Dogs learn you are the leader by the fact that you are their only source of food, shelter and affection. As I said, they are practical and form a bond with he/she who is the provider of all good things. They also learn because you actually lead by requiring certain basic behaviors, like elimination outside, etc.
Here is an interesting article. You may not agree with it but ...
The Truth About Dogs - Magazine - The Atlantic


----------



## doggiedad

wait, you don't mean the human humping the dog
to show who's alpha or who's dominate ? i haven't
read it but there must be a law against doing that. ROTFL.



robinhuerta said:


> Pinning is as smart as "dominant humping"......good grief.


----------



## PaddyD

doggiedad said:


> wait, you don't mean the human humping the dog
> to show who's alpha or who's dominate ? i haven't
> read it but there must be a law against doing that. ROTFL.


What goes on behind closed doors ......... 
All I know is that if you scratch a GSD's (or any dog's) butt he/she is all yours.


----------



## dOg

You control the resources(food)...and that's all the dominance you need. Fear begets fear, and it's beyond useless, it's counter-productive. The alpha-roll was an idea expressed by the Monks in the 1st edition of their book, when old school was not yet old, and it was removed from the 2nd edition.

Cesar's methods are too old school, and his psychology is his own, not rooted in the science. I think he's done more harm than good in terms of educating the public. Sure he sounds like Ricky Ricardo, and who didn't love him? That has little to do qualifying for dog training guru, but everything to do with selling ads on NatGeo.

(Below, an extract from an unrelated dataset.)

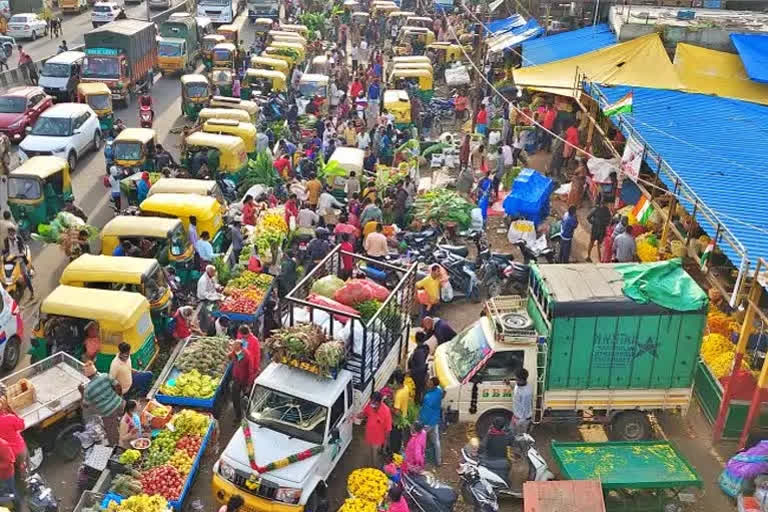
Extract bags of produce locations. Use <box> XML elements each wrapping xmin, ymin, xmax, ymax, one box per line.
<box><xmin>310</xmin><ymin>275</ymin><xmax>344</xmax><ymax>299</ymax></box>
<box><xmin>333</xmin><ymin>279</ymin><xmax>389</xmax><ymax>307</ymax></box>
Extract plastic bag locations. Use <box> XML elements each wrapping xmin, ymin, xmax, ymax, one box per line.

What I have found to be of great use is to simply tell the dog he/she is a good boy/girl, the last thing said before I fall asleep with the dog at the side of the bed...even if they've been a complete pistol all day. Sooner or later, the pup grows up to be the one everyone else wishes their dog could be. Nuture the bond, the rest will happen more easily because they'll work for praise quicker than they'll work to not be com-pulsed.


----------



## onyx'girl

pshah0002 said:


> thank you all i feel much better now. i will stop pinning right away and will continue to build my bond with him stronger.


You also want a confident puppy...it is so easy to squash confidence, hard job to build it back up if it was ever there. 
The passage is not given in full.